Kota itu tak pernah menyapaku dengan riuh.
Ia menatapku dari kejauhan, seperti seseorang yang tahu aku akan jatuh cinta, tapi tak pernah berniat memperingatkan.
Langitnya selalu mendung di pagi hari, tapi entah kenapa hatiku justru cerah saat pertama kali menapakkan kaki di sana.
Setiap sudutnya menyimpan bisikan pelan, seolah berkata, “Hati-hati. Di sini, banyak orang pernah patah, dan tetap tinggal.” Aku menatap jalanan basah selepas hujan, dan sepasang kura-kura kecil tiba-tiba muncul di pikiranku makhluk lambat, pemalu, tapi setia membawa rumahnya ke mana pun ia pergi.
Mungkin seperti aku.
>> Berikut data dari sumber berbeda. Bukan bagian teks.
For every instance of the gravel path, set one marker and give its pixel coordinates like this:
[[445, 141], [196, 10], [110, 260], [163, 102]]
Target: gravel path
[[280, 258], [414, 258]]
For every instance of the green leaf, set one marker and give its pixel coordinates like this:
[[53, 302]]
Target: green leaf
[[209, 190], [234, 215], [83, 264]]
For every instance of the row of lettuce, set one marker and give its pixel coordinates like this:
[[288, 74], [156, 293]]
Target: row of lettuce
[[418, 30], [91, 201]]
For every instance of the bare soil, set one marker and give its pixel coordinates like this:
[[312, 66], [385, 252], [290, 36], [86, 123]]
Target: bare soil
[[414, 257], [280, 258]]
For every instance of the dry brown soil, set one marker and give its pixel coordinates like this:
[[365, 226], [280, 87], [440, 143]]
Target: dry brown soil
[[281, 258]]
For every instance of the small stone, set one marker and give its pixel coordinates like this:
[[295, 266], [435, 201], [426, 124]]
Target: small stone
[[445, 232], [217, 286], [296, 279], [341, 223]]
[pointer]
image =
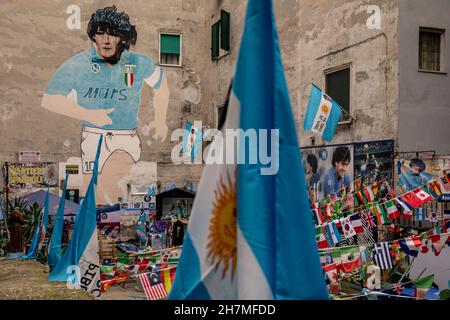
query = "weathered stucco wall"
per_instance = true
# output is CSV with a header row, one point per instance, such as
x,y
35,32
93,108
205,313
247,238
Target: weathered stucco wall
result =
x,y
36,40
424,97
334,33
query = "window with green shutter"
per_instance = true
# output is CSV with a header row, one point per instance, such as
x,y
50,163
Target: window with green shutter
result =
x,y
170,49
215,40
225,30
220,36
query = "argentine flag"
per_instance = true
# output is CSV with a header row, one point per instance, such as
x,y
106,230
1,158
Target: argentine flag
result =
x,y
39,232
54,254
251,236
79,265
322,115
191,141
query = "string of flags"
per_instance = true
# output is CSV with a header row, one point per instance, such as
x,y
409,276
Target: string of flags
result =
x,y
340,263
375,213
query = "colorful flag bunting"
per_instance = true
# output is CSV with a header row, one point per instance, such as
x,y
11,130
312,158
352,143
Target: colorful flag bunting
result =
x,y
422,286
357,223
406,208
318,217
411,199
167,275
153,287
392,210
369,219
347,228
320,238
422,195
381,215
381,255
368,193
438,242
434,189
420,214
351,258
333,233
410,246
Membawa rumah yang bernama rindu, berpindah-pindah tempat, tapi tak pernah benar-benar pergi darimu. Di kota ini, aku belajar bahwa yang manis tak selalu berarti bahagia. Kadang hanya kamuflase dari getir yang tertunda. Dan kau hadir di antara itu semua, di antara detak jam, langkah kaki, dan tatap mata yang tak sengaja kutangkap.
Jika cinta adalah buku, maka kau adalah bab pertamanya. Dan aku, pembaca setia yang tak pernah siap sampai ke halaman terakhir.